The profiler samples the stacks of all running threads as often as possible, while consuming only :load fraction of a single core. Expect 10 to 100 samples per second, depending on hardware and thread count. It builds up a statistical estimate of how much time is spent in each function, normalized to seconds/second. Every :dt seconds, the profiler finds the functions which consumed the most RUNNING thread time, finds an exemplar stacktrace for that function which contributed the most to its runtime, and sends each function as a single event to Riemann.

Choosing the dimensionless unit seconds/second allows the profiler to produce meaningful results when combined across machines with similar cores and systemic loads, but possibly disparate numbers of cores. The profiler is not yet smart enough to normalize load to compensate for the other processes on a given box; haven't figured out a reliable way to guess the CPU use of the JVM yet. Functions on boxes with higher background load will be proportionately over-represented; if application workload is uncorrelated with background load, this should not be a huge problem.

Combining events in Riemann

Combining profiler events across hosts yields a picture of the distributed system's hotspots as a whole. You can interpret the individual (and summed) metrics as being an approximate least upper bound on the number of cores engaged in running that function. Here's a small profiler-aggregation stream:

(require '[clojure.string :as str])

(defn profiler [index]
  (where (not (expired? event))
         (splitp re-matches service
                 ; Aggregate rate of samples taken
                 #".*profiler rate" (coalesce
                                      ; Total sample rate
                                      (smap folds/sum
                                            (with :host nil
                                                  index))

                                      ; Distinct number of hosts
                                      (smap folds/count
                                            (adjust [:service str/replace
                                                     "rate" "hosts"]
                                                    (with :host nil
                                                          index))))

                 ; Flatten function times across hosts, updating every 60s.
                 #".*profiler fn .+"
                 (pipe - (by :service
                             (coalesce 60
                                       (smap folds/sum
                                             (with {:host nil :ttl 120} -))))
                       ; And index the top 10.
                       (top 10 :metric
                            index
                            (with :state "expired" index))))))

; I usually have a top-level splitp to route events to various subsystems.
(let [index (index)]
 (streams
  (splitp re-find service
    ; Route profiler events to the profiler
    #"^my-app profiler " (profiler index)

    ...

    ; Index anything else
    index)))

Fire up a grid in Riemann-dash sorted by metric, and choose a query to view your particular application.

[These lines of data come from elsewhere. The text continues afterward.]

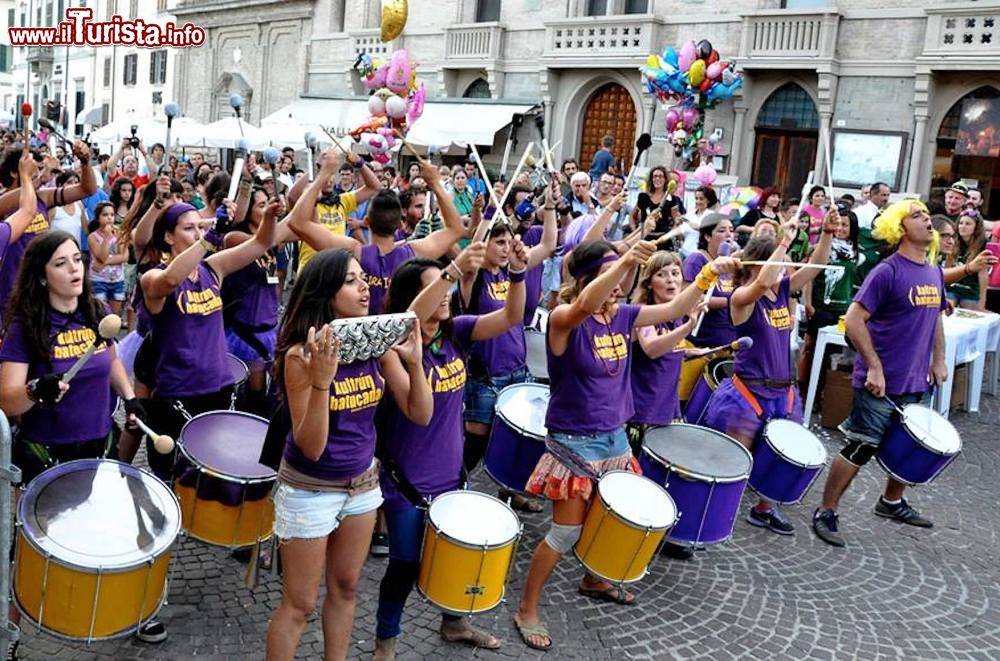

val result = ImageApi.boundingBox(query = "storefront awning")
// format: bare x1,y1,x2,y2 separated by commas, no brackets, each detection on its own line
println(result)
262,97,537,148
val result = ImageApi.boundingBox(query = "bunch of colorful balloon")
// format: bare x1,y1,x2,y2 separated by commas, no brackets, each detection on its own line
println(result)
642,39,743,164
350,49,427,165
719,186,762,221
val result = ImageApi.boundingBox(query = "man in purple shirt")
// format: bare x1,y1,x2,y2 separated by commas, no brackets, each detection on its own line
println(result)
813,200,948,546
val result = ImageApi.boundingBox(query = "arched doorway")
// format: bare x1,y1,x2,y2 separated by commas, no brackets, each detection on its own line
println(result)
580,83,635,171
750,83,819,198
930,85,1000,218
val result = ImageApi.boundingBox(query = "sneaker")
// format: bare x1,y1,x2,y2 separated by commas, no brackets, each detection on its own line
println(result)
660,542,694,560
135,620,167,643
747,507,795,535
371,532,389,558
875,496,934,528
813,508,844,548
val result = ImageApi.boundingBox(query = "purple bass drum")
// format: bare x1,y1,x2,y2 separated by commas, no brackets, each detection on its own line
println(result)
684,358,734,425
483,383,549,493
639,424,753,545
876,404,962,486
750,420,826,504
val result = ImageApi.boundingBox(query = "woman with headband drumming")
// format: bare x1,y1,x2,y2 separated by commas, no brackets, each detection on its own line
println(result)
375,236,527,660
705,209,840,535
140,202,278,480
514,241,739,649
267,250,434,661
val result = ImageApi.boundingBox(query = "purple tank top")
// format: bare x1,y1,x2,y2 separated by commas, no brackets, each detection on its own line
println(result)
545,303,642,434
733,277,794,397
380,315,477,510
469,269,528,376
629,319,684,425
360,243,415,314
151,262,233,398
284,359,385,481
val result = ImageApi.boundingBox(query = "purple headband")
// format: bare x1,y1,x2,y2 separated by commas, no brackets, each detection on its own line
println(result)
569,250,618,280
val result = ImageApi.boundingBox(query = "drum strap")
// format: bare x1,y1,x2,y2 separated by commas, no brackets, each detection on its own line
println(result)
733,374,795,419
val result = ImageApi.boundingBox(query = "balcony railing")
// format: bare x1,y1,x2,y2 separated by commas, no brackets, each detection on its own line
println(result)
923,3,1000,57
740,9,840,60
445,23,504,60
544,14,659,63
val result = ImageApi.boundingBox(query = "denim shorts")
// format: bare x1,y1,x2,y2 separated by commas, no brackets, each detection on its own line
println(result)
274,484,382,540
549,427,630,461
90,280,125,302
464,368,528,425
840,388,930,445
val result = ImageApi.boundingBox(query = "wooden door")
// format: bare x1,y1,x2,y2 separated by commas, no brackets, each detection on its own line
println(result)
750,129,817,199
578,83,636,172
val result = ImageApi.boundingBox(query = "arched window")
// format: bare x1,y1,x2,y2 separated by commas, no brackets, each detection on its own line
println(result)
757,83,819,131
462,78,492,99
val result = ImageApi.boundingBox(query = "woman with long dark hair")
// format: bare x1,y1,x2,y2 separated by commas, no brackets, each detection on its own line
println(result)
267,249,433,660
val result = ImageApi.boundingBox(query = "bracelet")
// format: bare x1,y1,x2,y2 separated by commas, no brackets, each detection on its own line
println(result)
694,264,719,291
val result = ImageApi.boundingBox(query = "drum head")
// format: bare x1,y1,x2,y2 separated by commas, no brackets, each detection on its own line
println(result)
645,425,753,480
497,383,549,439
764,420,826,466
597,471,677,528
903,404,962,455
180,411,276,480
17,459,181,570
524,331,549,381
427,491,521,546
226,353,250,385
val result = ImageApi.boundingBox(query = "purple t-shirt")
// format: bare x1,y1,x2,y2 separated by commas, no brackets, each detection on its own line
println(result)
360,243,415,314
545,303,642,434
151,262,233,398
469,269,528,376
629,319,684,425
726,277,794,397
0,308,113,445
521,225,544,326
284,358,385,481
382,315,478,510
683,250,737,347
0,200,49,311
853,253,948,395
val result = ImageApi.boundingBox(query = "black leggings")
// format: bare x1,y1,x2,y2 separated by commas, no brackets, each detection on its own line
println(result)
144,386,233,484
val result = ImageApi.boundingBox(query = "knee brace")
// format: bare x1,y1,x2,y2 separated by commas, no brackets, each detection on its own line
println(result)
545,521,583,555
840,441,878,468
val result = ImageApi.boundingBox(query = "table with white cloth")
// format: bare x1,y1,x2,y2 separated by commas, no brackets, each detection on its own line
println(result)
803,310,1000,425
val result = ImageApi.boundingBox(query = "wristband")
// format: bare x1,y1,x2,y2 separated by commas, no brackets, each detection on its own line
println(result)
694,264,719,291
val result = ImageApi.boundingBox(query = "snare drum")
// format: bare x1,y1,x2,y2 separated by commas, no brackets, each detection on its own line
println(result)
174,411,277,548
483,383,549,493
524,330,549,383
417,491,521,615
876,404,962,486
750,420,826,504
684,358,734,425
14,459,180,641
573,470,677,583
639,424,753,545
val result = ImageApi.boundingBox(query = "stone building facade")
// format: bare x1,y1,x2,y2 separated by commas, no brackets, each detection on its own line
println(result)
175,0,1000,211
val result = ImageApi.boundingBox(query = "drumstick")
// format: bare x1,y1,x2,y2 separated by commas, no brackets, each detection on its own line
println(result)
135,418,175,454
60,314,122,383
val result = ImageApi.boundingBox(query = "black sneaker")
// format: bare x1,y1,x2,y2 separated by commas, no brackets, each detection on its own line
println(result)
135,620,167,643
875,496,934,528
813,508,844,548
747,507,795,535
371,532,389,558
660,542,694,560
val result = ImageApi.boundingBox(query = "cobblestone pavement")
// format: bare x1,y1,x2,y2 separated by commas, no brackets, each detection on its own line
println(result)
9,396,1000,660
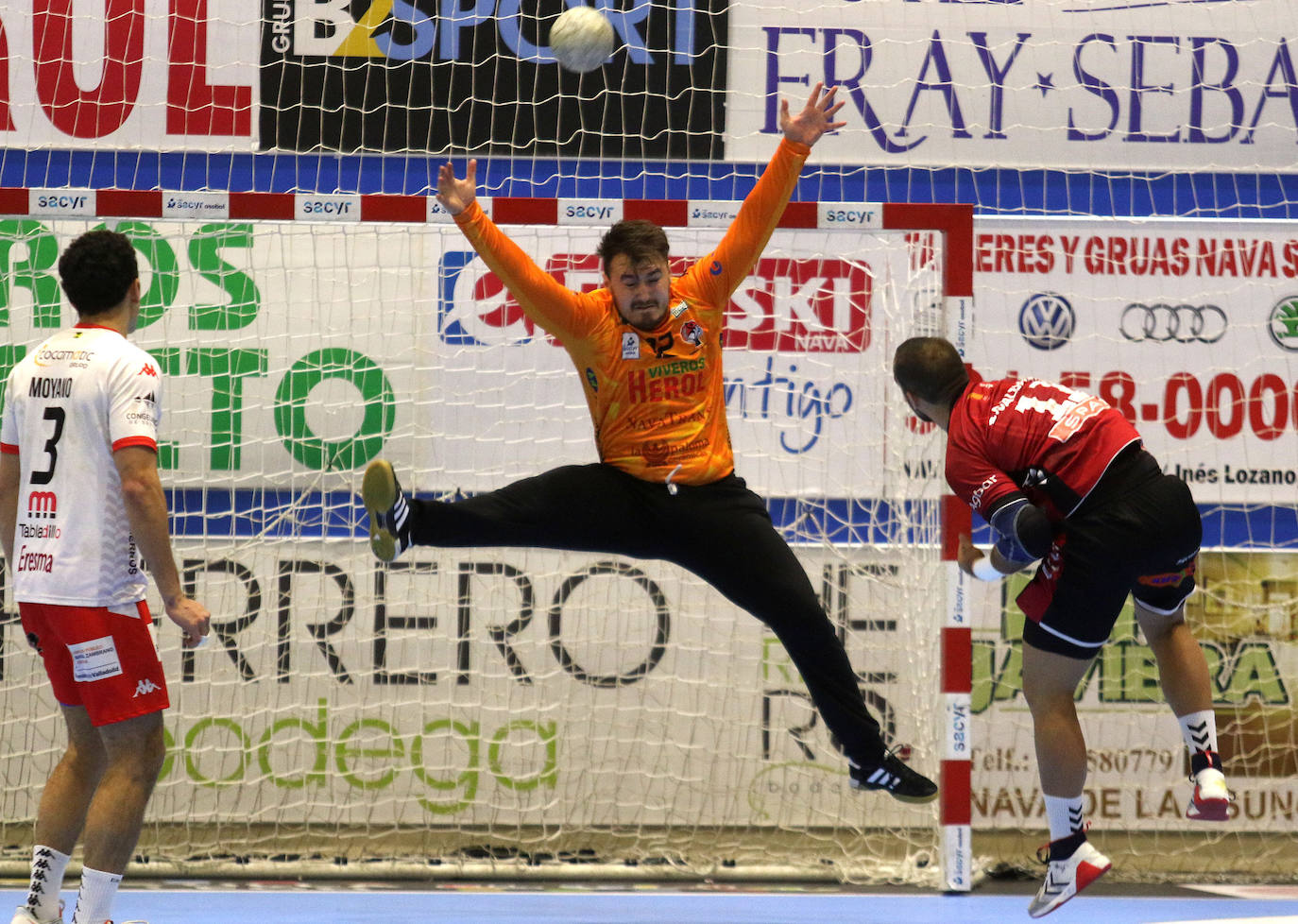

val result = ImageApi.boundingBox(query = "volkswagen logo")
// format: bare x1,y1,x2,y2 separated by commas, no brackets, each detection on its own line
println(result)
1267,295,1298,351
1118,302,1226,344
1019,292,1077,349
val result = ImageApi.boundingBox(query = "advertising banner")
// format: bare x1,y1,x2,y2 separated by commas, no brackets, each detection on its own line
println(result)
0,0,261,149
0,539,936,831
261,0,731,160
968,218,1298,505
968,218,1298,831
726,0,1298,173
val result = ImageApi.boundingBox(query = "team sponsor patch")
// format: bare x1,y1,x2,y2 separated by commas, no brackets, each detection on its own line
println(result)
67,636,122,684
680,320,708,347
1136,560,1198,587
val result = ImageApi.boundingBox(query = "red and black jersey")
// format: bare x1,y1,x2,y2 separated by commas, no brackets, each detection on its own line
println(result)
947,372,1139,522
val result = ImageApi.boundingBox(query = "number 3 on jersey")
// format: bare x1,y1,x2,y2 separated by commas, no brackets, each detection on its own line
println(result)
31,406,67,484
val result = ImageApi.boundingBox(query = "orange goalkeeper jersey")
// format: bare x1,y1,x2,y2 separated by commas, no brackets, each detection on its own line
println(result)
455,139,810,484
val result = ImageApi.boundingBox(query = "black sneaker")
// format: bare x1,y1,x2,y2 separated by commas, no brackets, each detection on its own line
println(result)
361,459,410,562
847,751,937,802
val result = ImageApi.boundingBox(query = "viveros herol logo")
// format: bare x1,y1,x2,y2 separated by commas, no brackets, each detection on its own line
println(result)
1019,292,1077,351
437,250,604,347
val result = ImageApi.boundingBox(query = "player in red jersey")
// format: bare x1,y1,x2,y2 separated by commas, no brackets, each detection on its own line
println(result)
361,84,937,802
893,337,1232,917
0,231,209,924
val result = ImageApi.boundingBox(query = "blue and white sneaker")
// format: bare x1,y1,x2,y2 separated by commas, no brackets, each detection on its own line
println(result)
361,459,410,562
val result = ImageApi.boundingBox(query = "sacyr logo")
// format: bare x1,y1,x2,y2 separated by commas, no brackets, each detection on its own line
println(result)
1019,292,1077,349
1267,295,1298,351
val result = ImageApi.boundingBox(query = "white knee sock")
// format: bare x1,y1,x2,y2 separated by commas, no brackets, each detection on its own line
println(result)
73,867,122,924
1045,796,1084,841
27,844,72,921
1176,709,1216,757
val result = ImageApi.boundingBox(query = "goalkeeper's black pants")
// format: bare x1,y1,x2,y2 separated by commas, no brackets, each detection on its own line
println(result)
410,463,884,765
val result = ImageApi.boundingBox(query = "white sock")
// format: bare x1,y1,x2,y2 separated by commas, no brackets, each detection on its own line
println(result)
1176,709,1216,757
26,844,72,921
1045,796,1084,841
73,867,122,924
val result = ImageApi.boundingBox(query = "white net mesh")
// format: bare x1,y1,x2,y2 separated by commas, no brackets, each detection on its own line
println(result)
0,0,1298,878
0,222,944,880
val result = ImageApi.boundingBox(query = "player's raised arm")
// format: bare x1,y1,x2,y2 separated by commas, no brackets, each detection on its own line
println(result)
437,159,478,215
780,83,847,148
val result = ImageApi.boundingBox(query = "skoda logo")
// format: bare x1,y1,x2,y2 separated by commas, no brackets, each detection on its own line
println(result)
1118,302,1226,344
1019,292,1077,349
1267,295,1298,351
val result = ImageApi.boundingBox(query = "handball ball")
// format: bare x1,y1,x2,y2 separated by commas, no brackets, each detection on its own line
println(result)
551,7,615,74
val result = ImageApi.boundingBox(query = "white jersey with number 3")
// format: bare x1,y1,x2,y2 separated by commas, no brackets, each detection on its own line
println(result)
0,324,162,606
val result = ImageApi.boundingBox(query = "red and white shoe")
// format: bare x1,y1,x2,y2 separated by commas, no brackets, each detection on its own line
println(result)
1028,841,1114,917
9,898,63,924
1185,767,1235,821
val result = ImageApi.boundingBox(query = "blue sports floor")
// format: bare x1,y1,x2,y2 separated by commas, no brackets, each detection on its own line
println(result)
0,881,1298,924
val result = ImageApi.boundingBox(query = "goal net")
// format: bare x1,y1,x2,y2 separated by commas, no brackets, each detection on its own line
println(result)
0,202,945,880
0,0,1298,888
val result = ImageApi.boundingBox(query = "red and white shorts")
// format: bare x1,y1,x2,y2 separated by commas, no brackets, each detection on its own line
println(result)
18,600,170,726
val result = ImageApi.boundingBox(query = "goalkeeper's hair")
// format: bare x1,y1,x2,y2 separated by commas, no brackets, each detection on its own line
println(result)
597,218,671,274
59,229,140,317
893,337,969,407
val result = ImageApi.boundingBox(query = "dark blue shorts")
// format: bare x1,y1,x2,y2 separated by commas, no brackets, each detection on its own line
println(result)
1017,451,1204,658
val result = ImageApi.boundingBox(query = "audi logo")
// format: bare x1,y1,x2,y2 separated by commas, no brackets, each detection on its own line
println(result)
1119,302,1226,344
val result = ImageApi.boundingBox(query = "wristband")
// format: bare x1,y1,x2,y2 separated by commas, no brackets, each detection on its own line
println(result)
969,556,1004,580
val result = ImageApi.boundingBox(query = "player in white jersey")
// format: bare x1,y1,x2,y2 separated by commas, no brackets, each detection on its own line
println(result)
0,231,209,924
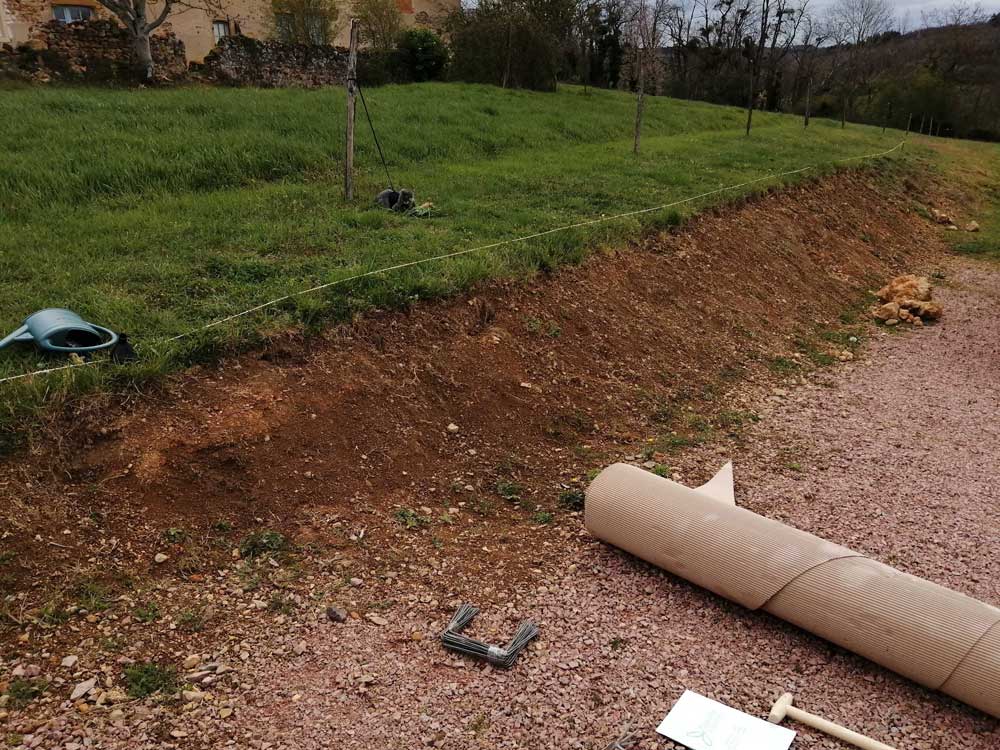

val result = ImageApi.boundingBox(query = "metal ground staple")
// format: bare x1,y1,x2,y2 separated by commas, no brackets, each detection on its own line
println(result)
441,604,540,669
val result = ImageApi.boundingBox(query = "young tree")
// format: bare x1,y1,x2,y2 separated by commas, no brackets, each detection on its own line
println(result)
628,0,670,156
354,0,403,52
97,0,219,82
743,0,802,135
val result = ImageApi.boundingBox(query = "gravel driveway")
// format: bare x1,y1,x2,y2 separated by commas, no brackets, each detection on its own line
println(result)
52,259,1000,750
182,260,1000,750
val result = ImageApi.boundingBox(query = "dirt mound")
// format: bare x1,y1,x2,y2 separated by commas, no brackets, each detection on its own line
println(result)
0,167,941,660
872,273,944,326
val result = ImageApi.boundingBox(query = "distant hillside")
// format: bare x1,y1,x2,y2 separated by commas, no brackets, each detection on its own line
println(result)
812,17,1000,140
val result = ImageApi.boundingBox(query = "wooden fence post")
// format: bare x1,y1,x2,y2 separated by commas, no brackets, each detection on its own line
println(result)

Here, I'm looking at the "whitewash" prefix, and excluding the epollWait function, since it's not actually doing real work.

service =~ "whitewash profiler fn %" and not service =~ "% epollWait"

It may be helpful to have graphs or cells to show the number of hosts reporting, and the aggregate sample rate:

service = "whitewash profiler hosts"
service = "whitewash profiler rate"

That ought to get you started! Go forth, find hotspots, and make your code faster. :D

Options

Options to the agent are comma-separated key=value pairs. The common options are:

  :host       Riemann server hostname
  :port       Riemann HTTP port (default 5556)
  :prefix     Service prefix for distinguishing this telemetry from other apps
              (default "")
  :localhost  Override the event hostname (default: nil; calls (localhost))
  :localhost-pid?  If truthy, use pid@host as the event hostname.
  :dt         How often to send telemetry events to Riemann, in seconds
              (default 5)
  :load       Target fraction of one core's CPU time to use for profiling
              (default 0.02)"

License

Copyright © 2014 Kyle Kingsbury aphyr@aphyr.com

Distributed under the Eclipse Public License either version 1.0 or (at your option) any later version.